Single by Rod Wave

from the album Last Lap
- Released: September 14, 2024
- Length: 2:27
- Label: Alamo
- Songwriters: Rodarius Green; Kirill Vyacheslavovich; Darius Poviliunas;
- Producers: Exuising; T Five; Wonderyo;

Rod Wave singles chronology
| "Numb" (2024) | "Passport Junkie" (2024) | "Fall Fast in Love" (2024) |

Music video
- "Passport Junkie" on YouTube

= Passport Junkie =

2024 single by Rod Wave

"Passport Junkie" is a song by American rapper and singer Rod Wave, released on September 14, 2024, through Alamo Records as the lead single from his sixth studio album, Last Lap. It was written alongside producers Exuising, T Five, and Wonderyo. The song's title refers to a woman addicted to traveling and leaving the country, hence her being described as a "passport junkie". The track peaked at number 51 on the Billboard Hot 100 and 14 on the Billboard Hot R&B/Hip-Hop Songs chart.

==Background==
The track was first previewed by Rod Wave in May 2024 through Triller. Leading up to the announcement of the album, on September 4, 2024, Wave announced the Last Lap Tour in support of the album of the same name. Just a day prior to the release of the single, Rod Wave announced its release on his Instagram.

==Content==
On the track, Rod Wave reflects on the dynamic of his relationship with his partner changing over time. He expresses how before his fame, his partner would be happy with trips to Miami, Florida, however, now, she expects trips to The Bahamas and to the Turks and Caicos Islands.

==Critical reception==
"Passport Junkie" is described as a "soulful and introspective teaser" to Wave's album, Last Lap.

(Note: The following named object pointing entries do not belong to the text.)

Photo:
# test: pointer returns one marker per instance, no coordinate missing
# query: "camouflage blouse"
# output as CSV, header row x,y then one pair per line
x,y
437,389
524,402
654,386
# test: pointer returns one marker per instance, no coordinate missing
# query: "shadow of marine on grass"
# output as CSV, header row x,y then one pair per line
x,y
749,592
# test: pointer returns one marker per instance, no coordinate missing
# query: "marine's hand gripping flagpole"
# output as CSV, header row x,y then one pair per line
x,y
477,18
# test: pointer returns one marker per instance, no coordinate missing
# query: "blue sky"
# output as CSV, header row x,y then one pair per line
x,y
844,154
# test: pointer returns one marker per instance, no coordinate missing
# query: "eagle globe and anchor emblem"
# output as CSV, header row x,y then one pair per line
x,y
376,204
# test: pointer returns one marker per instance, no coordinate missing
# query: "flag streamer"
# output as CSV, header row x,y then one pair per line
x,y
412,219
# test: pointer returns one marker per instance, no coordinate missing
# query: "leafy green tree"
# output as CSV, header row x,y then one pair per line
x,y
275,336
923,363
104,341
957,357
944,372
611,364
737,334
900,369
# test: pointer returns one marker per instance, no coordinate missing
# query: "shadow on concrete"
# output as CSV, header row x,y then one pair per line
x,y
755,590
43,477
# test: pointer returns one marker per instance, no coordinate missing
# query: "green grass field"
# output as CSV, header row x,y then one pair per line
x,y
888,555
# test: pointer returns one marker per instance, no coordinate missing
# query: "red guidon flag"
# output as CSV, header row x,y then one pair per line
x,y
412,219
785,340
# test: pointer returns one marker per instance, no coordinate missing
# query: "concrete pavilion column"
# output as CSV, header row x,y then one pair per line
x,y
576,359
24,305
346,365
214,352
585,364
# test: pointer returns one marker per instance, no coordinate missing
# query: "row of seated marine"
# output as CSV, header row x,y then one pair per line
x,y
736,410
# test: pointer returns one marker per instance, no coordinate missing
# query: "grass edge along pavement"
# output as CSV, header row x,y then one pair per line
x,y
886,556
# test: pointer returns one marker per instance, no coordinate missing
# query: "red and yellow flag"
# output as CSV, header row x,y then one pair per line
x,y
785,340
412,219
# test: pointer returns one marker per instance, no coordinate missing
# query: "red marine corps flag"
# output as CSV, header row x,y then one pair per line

Stupid Dopes Jesse James wrote that Wave "[weaves] his signature mix of vulnerability and raw storytelling into the track".

==Music video==
An official music video premiered alongside the single. Directed by Cam Blumberg (Cam Videos), the music video sees Rod Wave on a beach enjoying his life on vacation. The video also stars American comedian and actor Druski.

==Charts==

Chart performance for "Passport Junkie"
| Chart (2024) | Peak position |
|---|---|
| New Zealand Hot Singles (RMNZ) | 33 |
| US Billboard Hot 100 | 51 |
| US Hot R&B/Hip-Hop Songs (Billboard) | 14 |

==Certifications==

| Region | Certification | Certified units/sales |
| United States (RIAA) | Platinum | 1,000,000^{‡} |
^{‡} Sales+streaming figures based on certification alone.